Many of the above-mentioned recommendations were adapted from the Department of Education’s Office of the Inspector General’s (OIG) Semiannual Report to Congress, No. 60 with a subsection titled Charter School Vulnerabilities to Waste, Fraud, and Abuse. This examination of fifteen states with large numbers of charter schools found fraud, waste and abuse cases totaling over $136 million in losses to taxpayers. The voluminous examples cited by the OIG’s report are beyond staggering! Yes, Florida is one of the top five states with hundreds of charter schools!
Sen. Bill Montford (D), former Leon County Superintendent of Schools, wants to see charter schools held to the same levels of accountability as other schools in the state. “The taxpayer deserves to make sure that tax dollars are well spent.” A retired teacher from Hillsborough County Public Schools now teaching in a small charter school said, “If you are doing nothing wrong, you should have nothing to hide!” Thank you to Tom Gonzalez, attorney for the Hillsborough County School District, and Jenna Hodgens, director of charter schools, for holding charter operators’ feet to the fire in Hillsborough County!

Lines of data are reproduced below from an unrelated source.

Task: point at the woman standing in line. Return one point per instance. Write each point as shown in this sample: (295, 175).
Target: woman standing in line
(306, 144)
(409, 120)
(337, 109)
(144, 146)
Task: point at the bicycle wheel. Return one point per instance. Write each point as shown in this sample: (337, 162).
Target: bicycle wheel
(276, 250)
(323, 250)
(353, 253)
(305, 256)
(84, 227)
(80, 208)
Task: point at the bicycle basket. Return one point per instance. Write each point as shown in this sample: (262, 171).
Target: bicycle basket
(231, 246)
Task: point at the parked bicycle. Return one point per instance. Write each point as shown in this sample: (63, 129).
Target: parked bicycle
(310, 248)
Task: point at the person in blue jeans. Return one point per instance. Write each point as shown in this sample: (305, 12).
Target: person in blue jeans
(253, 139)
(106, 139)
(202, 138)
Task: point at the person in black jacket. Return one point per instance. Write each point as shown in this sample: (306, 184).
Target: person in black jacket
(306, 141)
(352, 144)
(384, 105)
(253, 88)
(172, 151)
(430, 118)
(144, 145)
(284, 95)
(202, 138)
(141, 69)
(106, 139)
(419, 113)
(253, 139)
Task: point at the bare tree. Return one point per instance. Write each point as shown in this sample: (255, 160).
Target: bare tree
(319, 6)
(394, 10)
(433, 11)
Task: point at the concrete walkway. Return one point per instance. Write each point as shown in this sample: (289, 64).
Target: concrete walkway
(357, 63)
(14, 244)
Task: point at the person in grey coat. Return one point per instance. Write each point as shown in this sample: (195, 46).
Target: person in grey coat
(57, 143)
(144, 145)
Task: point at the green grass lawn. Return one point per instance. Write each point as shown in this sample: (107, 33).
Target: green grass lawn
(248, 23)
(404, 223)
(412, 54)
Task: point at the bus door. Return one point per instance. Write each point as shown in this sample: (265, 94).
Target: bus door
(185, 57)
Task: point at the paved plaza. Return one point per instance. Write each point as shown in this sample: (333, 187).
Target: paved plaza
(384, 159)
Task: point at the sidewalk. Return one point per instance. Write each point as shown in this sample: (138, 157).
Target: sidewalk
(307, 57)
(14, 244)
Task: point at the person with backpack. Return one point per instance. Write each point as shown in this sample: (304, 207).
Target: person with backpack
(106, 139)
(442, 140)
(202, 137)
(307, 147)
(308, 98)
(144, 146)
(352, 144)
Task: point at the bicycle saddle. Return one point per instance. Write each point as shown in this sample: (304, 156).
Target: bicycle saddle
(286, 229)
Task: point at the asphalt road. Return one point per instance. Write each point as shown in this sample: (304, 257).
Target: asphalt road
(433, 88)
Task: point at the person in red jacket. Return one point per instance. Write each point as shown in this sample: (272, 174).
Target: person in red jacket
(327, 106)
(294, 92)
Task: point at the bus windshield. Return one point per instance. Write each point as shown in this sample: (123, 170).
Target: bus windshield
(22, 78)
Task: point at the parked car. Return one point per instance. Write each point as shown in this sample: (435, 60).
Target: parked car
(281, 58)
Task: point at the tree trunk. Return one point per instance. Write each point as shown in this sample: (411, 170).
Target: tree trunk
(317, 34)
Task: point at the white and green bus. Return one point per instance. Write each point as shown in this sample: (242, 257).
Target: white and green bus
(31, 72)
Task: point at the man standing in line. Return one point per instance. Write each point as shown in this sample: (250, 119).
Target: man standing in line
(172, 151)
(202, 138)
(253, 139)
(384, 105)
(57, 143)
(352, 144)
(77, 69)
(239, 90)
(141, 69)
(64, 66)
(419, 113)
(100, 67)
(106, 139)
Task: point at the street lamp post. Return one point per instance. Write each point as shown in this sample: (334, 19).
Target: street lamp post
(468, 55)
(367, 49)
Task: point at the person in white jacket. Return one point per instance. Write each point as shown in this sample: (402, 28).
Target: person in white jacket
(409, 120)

The ties between high-powered lobbyists, flush PACs and politicians seem to underlie every mission of the so-called “school choice” agenda. Jon Hage, CEO of Charter Schools USA with 58 schools in 7 states, served as advisor to Jeb Bush and writer of the initial law authorizing charter schools in Florida. Jon Hage profits from these laws and has lobbied extensively – giving $50,000 to Gov. Rick Scott last September and another $50,000 to the Republican Party of Florida. Does this $100,000 come from our tax dollars paid to his charter schools?

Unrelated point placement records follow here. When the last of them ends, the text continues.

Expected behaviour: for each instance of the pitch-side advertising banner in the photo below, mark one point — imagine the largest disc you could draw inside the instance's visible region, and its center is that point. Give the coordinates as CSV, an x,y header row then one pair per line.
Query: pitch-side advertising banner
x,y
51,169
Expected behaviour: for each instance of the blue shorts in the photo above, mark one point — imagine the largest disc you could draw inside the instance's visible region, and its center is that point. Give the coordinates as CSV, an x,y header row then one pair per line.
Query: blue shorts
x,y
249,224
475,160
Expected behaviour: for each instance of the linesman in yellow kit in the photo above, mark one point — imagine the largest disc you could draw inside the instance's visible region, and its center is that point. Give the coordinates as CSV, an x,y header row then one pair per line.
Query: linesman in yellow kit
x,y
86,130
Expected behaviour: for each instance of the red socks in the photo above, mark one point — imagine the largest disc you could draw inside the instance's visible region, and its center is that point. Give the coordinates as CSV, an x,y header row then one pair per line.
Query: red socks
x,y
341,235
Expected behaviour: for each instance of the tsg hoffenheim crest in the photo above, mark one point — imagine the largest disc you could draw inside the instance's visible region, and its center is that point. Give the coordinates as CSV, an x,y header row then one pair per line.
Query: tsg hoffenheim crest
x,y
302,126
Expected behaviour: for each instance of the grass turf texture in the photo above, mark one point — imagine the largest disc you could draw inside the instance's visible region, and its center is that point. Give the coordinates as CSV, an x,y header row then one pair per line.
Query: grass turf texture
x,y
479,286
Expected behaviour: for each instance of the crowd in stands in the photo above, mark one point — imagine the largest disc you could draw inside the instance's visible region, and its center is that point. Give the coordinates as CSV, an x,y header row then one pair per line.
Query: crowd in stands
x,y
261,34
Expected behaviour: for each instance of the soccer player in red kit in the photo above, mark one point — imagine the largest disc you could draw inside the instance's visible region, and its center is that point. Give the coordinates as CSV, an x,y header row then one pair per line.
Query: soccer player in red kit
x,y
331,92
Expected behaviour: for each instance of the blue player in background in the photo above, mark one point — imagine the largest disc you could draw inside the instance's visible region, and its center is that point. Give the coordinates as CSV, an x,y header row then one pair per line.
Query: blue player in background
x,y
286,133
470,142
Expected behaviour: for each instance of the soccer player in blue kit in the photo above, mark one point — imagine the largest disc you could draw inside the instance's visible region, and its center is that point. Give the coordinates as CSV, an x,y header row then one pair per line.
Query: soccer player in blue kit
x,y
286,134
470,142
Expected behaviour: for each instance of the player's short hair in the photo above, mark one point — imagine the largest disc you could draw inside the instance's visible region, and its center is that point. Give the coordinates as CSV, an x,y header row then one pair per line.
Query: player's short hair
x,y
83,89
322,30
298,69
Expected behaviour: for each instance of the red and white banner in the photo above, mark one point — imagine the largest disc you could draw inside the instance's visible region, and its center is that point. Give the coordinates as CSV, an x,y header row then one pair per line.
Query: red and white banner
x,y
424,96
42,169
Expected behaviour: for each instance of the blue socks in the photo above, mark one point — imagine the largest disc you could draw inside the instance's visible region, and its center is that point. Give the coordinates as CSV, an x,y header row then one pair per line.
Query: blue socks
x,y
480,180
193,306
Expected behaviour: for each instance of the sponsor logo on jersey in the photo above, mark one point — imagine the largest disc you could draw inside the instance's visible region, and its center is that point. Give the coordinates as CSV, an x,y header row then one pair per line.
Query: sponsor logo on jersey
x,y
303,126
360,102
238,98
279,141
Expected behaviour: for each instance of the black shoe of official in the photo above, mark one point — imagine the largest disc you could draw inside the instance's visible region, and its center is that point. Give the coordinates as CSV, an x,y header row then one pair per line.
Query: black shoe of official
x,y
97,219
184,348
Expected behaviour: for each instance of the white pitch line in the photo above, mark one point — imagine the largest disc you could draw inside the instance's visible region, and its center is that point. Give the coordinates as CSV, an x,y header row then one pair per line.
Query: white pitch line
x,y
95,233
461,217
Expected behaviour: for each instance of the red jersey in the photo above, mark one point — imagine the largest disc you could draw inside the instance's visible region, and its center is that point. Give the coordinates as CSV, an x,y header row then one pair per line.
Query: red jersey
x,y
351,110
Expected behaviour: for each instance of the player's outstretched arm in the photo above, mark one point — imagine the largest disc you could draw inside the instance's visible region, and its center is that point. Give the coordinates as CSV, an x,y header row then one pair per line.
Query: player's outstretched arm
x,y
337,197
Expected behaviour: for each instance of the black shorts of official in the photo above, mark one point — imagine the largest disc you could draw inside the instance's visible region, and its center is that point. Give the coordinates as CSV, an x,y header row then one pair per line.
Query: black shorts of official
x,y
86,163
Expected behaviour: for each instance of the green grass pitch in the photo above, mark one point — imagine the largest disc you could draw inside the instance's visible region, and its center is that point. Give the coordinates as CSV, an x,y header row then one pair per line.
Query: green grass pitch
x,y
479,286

The League of Women Voters’ research indicates that if a charter school is not incubating innovative methods of teaching or taking calculated risks to improve and collaborate with traditional public schools WE DON’T NEED THEM! Charters “cherry-pick” higher-scoring students and get rid of those who don’t help school grades. They are draining huge resources from K-12 budgets. School grades show that there is little difference in academic performance by students attending charter schools vs. traditional public schools except for slightly higher reading scores for African American children from poor communities. Both systems have students who do well and those who do not. Parents are looking for a school that helps their children succeed!

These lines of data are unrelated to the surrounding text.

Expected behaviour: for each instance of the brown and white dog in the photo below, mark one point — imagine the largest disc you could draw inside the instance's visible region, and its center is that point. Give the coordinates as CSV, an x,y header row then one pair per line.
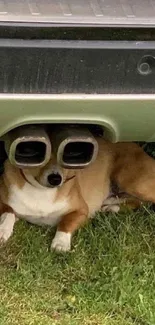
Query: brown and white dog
x,y
33,195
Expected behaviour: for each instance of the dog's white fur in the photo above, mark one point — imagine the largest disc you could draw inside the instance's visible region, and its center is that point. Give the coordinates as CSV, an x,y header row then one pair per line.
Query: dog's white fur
x,y
37,205
61,241
6,226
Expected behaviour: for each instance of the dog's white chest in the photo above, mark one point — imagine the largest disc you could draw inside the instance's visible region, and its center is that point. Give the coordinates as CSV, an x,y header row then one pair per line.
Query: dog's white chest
x,y
37,205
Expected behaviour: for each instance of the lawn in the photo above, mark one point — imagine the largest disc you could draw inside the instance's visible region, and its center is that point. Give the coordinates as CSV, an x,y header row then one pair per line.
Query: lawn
x,y
108,278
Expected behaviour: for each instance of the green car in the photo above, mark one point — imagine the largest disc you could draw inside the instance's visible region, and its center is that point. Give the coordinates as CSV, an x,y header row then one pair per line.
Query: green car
x,y
80,66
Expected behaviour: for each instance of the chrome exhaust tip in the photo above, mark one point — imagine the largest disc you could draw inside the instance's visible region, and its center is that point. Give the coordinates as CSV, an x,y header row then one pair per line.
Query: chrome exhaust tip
x,y
28,146
74,146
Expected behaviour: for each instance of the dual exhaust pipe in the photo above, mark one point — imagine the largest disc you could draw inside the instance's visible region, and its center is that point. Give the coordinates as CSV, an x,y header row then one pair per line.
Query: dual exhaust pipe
x,y
32,146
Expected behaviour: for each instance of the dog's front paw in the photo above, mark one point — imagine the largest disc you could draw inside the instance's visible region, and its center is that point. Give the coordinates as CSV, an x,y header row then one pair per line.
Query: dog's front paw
x,y
61,242
6,226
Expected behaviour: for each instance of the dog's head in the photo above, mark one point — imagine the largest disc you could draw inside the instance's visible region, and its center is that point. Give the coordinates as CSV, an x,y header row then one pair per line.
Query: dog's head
x,y
51,176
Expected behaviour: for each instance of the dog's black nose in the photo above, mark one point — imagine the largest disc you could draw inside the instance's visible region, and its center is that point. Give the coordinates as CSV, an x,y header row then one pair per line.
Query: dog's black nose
x,y
54,179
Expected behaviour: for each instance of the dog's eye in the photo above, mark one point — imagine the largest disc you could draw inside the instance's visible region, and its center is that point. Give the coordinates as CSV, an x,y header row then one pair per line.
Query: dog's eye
x,y
54,179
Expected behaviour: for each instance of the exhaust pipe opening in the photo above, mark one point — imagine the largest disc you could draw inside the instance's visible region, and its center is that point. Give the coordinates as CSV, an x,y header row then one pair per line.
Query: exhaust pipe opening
x,y
28,146
78,151
74,146
30,152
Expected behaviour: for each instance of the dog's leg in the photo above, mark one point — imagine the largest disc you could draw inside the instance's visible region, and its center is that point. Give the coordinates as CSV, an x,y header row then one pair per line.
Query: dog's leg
x,y
136,176
67,226
7,221
114,204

According to the OIG report, there have been more than 20 years of lax charter oversight nationally, with the result that fraud and mismanagement have proliferated. That is “all the proof we need that the charter industry is incapable of self-policing.” While some charter organizations are well managed and accountable to authorizers, parents, students and their communities, clearly others are not, as referenced in previous articles in this series. “The public deserves common-sense laws that protect their children and their tax dollars from incompetent or unscrupulous charter operators.”
Will November 4th finally be the day state legislators and officials pay a political price for their charter school fetish?